As our sons grow from children to young adults, they need us, their mothers, to engage them in the sorts of conversations that make them feel like young adults – conversations that encourage them to be strong men of God.

Keep It Simple

For some of us, these conversations aren’t easy. Perhaps our sons seem distant and disinterested. Perhaps it feels like you share little to no common ground. And these things may be true, but we all need to start somewhere. Keep it simple!

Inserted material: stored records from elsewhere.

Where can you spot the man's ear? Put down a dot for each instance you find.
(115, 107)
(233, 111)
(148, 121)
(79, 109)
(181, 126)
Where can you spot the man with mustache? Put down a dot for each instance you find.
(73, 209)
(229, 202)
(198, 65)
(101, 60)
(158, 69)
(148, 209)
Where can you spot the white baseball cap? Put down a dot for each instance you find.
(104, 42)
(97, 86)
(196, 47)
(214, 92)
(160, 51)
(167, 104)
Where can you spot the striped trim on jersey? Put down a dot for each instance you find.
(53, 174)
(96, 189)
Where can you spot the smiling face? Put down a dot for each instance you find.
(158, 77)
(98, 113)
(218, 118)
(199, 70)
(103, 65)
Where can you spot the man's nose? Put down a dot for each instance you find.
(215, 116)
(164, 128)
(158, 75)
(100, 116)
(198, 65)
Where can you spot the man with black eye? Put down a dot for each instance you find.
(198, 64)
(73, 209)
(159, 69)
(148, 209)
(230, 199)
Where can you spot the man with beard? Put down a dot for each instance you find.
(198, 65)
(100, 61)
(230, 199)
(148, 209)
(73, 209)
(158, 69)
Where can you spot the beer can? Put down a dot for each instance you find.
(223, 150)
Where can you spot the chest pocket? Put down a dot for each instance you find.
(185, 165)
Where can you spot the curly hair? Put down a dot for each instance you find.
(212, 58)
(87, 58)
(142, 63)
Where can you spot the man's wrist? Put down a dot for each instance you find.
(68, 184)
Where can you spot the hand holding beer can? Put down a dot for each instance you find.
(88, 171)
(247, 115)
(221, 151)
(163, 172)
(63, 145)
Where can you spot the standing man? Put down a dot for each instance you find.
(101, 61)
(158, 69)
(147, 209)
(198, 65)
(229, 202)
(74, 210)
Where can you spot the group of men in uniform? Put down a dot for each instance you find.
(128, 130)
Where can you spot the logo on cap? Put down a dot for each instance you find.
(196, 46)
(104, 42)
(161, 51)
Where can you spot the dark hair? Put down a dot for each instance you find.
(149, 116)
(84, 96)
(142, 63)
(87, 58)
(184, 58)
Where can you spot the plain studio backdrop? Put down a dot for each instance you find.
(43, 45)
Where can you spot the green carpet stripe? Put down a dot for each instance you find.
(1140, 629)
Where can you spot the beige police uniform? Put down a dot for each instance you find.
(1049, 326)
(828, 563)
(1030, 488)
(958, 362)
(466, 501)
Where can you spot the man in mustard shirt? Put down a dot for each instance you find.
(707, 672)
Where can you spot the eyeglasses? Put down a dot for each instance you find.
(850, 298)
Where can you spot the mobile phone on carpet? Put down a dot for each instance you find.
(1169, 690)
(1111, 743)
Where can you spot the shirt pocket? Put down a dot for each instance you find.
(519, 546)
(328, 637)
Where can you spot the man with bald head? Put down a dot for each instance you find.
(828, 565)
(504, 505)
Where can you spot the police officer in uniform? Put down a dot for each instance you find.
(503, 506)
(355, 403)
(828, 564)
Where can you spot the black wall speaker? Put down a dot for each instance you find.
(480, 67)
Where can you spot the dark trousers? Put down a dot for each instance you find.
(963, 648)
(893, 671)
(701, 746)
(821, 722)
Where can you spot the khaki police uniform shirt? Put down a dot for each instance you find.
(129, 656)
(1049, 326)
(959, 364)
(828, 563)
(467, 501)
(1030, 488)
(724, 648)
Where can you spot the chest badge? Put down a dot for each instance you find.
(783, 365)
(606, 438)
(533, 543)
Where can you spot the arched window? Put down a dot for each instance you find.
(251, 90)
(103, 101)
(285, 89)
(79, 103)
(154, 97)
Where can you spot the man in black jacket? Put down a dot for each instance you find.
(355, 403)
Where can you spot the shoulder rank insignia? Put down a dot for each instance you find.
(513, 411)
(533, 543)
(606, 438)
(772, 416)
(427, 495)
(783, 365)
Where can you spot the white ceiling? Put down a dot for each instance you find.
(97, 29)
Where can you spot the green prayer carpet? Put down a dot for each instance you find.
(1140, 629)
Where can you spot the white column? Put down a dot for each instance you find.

  • You don’t need to jump straight to “what is the meaning of life?”
  • Try asking your son’s thoughts on a particular book or TV show.
  • If he’s interested in a subject you’re not familiar with, ask him to explain it to you.
  • Engage him in a “grown up” conversation about politics or current events.
  • Challenge him to develop an interest in these areas. {My son loves to have discussions about these things and feel included in the world of adulthood.}

Once you’ve breached the gap with these sorts of intermediate topics, you can start to dig deeper. Really get to know your son, and take an active part in developing the man he is – all too quickly – becoming. 


Make Deposits

Then Go Deeper

Although dads often play the bigger role in talks involving girls, puberty, sex, and the dangers of pornography, moms can, and should, still be a part of these conversations. Some of you single moms may need to have all of these talks with your sons. Regardless of your situation, don’t shy away from these topics. They are some of the most important in his life, and your maternal perspective is invaluable.

After all, Proverbs doesn’t distinguish between fathers and mothers when it commands in Proverbs 22:6 (ESV), “Train up a child in the way he should go; even when he is old he will not depart from it.”

  • Have conversations about his ambitions and dreams for the future.
  • Ask him for his thoughts on spiritual topics, and make sure he knows you’re praying for him.
  • Above all, seek to encourage, and not to tear down.
  • He needs to hear you point out his strengths and validate his contributions.
  • He needs to hear how much to love him and how he makes you proud (even if it makes him blush!).

Make sure you aren’t always talking on your turf. By that I mean, make an effort to bond with your sons in places where he feels comfortable. Exercise together. Who says moms can’t shoot hoops or toss a ball? If you allow video games, play with them sometimes.  Go out on a “date night” at a restaurant he likes. Whatever it is, let your son know you want to share some time doing something he enjoys.

I know talking to your teen son can be awkward, for them and for us. But do it anyway!  If he pushes you away, don’t give up.  Sometimes it will feel like you have to pull conversations out of your teen son, and that’s okay.  If you have younger boys, start great conversations now!  The earlier you start, the less awkward they will be. It won’t always be easy, but it will always be worth it!

“Each day of our lives we make deposits in the memory banks of our children.”
Chuck Swindoll

What about you? Do you ever struggle to be a mother to growing boys?

What are some ways you’ve found to connect with your teen sons?